Just like there are political debates that put people on the left or right, there is an ongoing debate in the health information exchange world of the right model for the national health information network.  On one side of the argument are people who ardently believe patients have to be fully empowered to take charge of their own health information and decide on who they would like their information to be shared. In this discussion we call this the “patient-controlled health information exchange”. Then there are those who are on the other end of the aisle who don’t want patients to be responsible but want providers to be responsible for deciding the appropriateness of the situation when to share the patient’s information with other providers in the continuum of care (“Provider-controlled health information exchange”). In this analysis, I try to present both sides to this debate and allow the reader to draw conclusions for themselves.

 

 

Patient-controlled health information exchange:

 

 

In this model of data exchange, the hub of information is the patient.

 

 

 

 

The patient decides what information can be shared between say one hospital and another in the continuum of care. For example, a patient may be initially admitted to the nearby critical access hospital for emergent care and subsequently transferred to a tertiary care hospital that provides advanced care. In this situation, the patient should have apriori permitted the two hospitals involved to share information with each other. Actual data flows from the critical access hospital to the patient-controlled store (also known as the personal health record – PHR of the patient). There the data sharing permissions set by the patient govern if this data is subsequently allowed to be shared/accessed by the tertiary care hospital.

 

 

Advantages of this model:

  1. This model allows patients to have the best possible privacy. They get to choose which institutions can get access to his clinical information.
  2. The patient can use this information to study treatment choices and be self educated to make the choice that works best for her.
  3. The patient can choose to anonymously get second opinions on diagnosis and treatment options.
  4. The patient can use self help healthcare devices and gather such information in one place for lifelong utility in care situations.
  5. Since the information is maintained by the patient, it is much easier to create this data even when providers do not cooperate in providing the information to the patient.

 

 

Shortcomings of this Model:

  1. Patients who do not have access to the internet will not be able to participate in this model. A recent study by a marketing research firm Parks Associates, put the number of US households who have no access to the Internet at 18%. This means over 50 Million Americans will be left out by this model.

What is more striking is that the same study showed that 50 percent of those who have never used e-mail are over 65, and 56 percent had no schooling beyond high school. Essentially the most vulnerable portion of our population that are dependent on government sponsored healthcare (Medicare and Medicaid) are more likely to not have access to the Internet.

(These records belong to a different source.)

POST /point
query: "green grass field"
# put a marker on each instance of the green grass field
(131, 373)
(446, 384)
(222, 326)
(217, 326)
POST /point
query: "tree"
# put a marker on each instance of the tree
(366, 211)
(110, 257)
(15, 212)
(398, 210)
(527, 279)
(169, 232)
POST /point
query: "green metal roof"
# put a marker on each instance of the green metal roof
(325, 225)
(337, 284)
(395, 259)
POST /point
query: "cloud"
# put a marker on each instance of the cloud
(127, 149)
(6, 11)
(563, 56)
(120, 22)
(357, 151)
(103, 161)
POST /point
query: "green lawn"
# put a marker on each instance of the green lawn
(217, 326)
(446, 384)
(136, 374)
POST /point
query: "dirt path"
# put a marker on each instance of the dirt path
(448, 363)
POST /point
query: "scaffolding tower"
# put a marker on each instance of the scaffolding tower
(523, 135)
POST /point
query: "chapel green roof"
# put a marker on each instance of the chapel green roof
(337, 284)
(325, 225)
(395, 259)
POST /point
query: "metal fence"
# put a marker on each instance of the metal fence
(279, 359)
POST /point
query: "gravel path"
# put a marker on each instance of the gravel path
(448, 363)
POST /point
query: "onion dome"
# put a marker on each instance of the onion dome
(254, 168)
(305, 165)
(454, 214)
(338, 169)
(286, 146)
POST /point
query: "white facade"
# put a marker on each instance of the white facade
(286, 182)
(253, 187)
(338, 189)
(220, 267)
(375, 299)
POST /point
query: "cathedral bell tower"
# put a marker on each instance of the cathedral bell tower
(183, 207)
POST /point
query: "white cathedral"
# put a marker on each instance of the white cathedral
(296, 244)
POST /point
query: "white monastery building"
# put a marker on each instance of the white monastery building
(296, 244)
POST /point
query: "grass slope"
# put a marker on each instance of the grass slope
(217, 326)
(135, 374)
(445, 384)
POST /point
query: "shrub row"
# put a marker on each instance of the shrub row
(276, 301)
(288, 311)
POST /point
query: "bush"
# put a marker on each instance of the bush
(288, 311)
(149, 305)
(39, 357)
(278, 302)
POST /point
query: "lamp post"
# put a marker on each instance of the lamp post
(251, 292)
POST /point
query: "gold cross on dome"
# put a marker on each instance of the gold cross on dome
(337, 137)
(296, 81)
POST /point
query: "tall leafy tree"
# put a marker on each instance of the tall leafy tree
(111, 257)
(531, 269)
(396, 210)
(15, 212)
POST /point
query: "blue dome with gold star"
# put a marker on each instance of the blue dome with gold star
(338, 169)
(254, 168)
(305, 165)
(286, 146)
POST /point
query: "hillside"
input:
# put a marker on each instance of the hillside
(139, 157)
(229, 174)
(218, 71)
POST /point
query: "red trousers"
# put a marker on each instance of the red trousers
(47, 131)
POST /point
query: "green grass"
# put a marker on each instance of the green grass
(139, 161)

  1. Certain healthcare providers complain that data coming from patients may not be reliable. For example the data may have been censored by the patient in critical areas that may be extremely relevant to care. This missing data, in some situations, may put the provider at risk during the treatment of the individual.
  2. Thirdly, this model requires a cultural shift in how providers view their role in diagnosis and treatment. Some of them express concern that some of the clinical documentation may now be seen by the patient and that may affect the patient-provider relationship. One read through this article on a recommended documentation model for family physicians makes me conclude that if this note were to be read by the patient, possibly, the patient may have disagreements, leading to follow on phone calls.

 

 

Provider-controlled health information exchange:

 

In this model of data exchange, the provider makes the decision on sharing of the patient information with no effort required on the part of the patient. The only requirement would be for the patient to consent to such data sharing at the origination of the clinical information and the subsequent point of access of the clinical information.

 

 

We will use the same example as before to illustrate the difference in the model. A patient was initially admitted to the nearby critical access hospital for emergent care and subsequently transferred to a tertiary care hospital that provides advanced care. In this situation, the patient’s consent is obtained for data sharing at the point of admission to the critical access hospital. Subsequently, when the patient arrives at the tertiary care hospital, the patient’s consent is obtained at the point of admission to access and retrieve the care records from the critical access hospital. Actual data flows from the critical access hospital directly to the tertiary-care hospital. If the patient is unable to give consent, a legal guardian maybe able to do so on behalf of the patient.

 

 

Advantages of this model:

  1. This model works behind the scenes and can serve the entire population whether or not they use a PHR. So, this model could address the situation faced by 50 Million Americans who have no meaningful access to the Internet.
  2. This overcomes any cultural inhibitions that physicians may have over data being routed through patients. Clinical information is shared directly from one provider to another.
  3. The solution provides a high degree of privacy protection. However, the privacy protection is certainly not to the extent that an active patient may want in terms of censorship of selective information.

 

Shortcomings of this Model:

  1. Patients will not be able to contribute data that may not be present in the provider systems. E.g. a patient maybe taking certain over-the-counter medications or supplements which may still be relevant for physicians in the continuum of care to know.
  2. Many providers lack electronic health record (EHR) systems. Even when they do have EHR systems, they are reluctant to make the investments necessary for the effective transfer of information that benefits patients. May provider feel that the financial incentives are not aligned for them to make this investment.
  3. Some degree of data transfer occurs today through paper records being exchanged. The transition from the paper-based workflow to the automated electronic workflow has inherent inertia to overcome. 

 

Solution Recommendation for the NHIN

Even a cursory study of the above two models leads to the obvious question, “Why not do both?” By doing both, the active patients can choose to control data sharing by playing an active role in their data sharing through their personal health record system. For those patients who are unable or unwilling to play an active role, the HIE system does the heavy lifting on their behalf while still respecting their privacy and obtaining appropriate consent. 

 

 

 

Another interesting benefit is that even for those that are intent on controlling data sharing by themselves may choose to allow the providers to directly share information with each other under certain circumstances where such an exchange would benefit the patient’s health outcomes.

 

The network could be built in such a way that certain regions may choose to adopt the patient-controlled model first followed by adding the provider-controlled model or vice versa. Since both models can coexist without any problem, this is entirely feasible.

 

Case Study

In one implementation that the author is involved, the providers sponsoring the exchange chose the hybrid model. In this model, the patient gets access to her information through a patient portal (PHR). On this portal, the patient has the ability to choose the list of providers who can publish information to the PHR. Then they configure a separate list from the list of participating providers to have read access to their PHR records. For those who do not sign up for the PHR, their data can be exchanged by obtaining their consent at the point of care (both at the origination point as well as the consumption point).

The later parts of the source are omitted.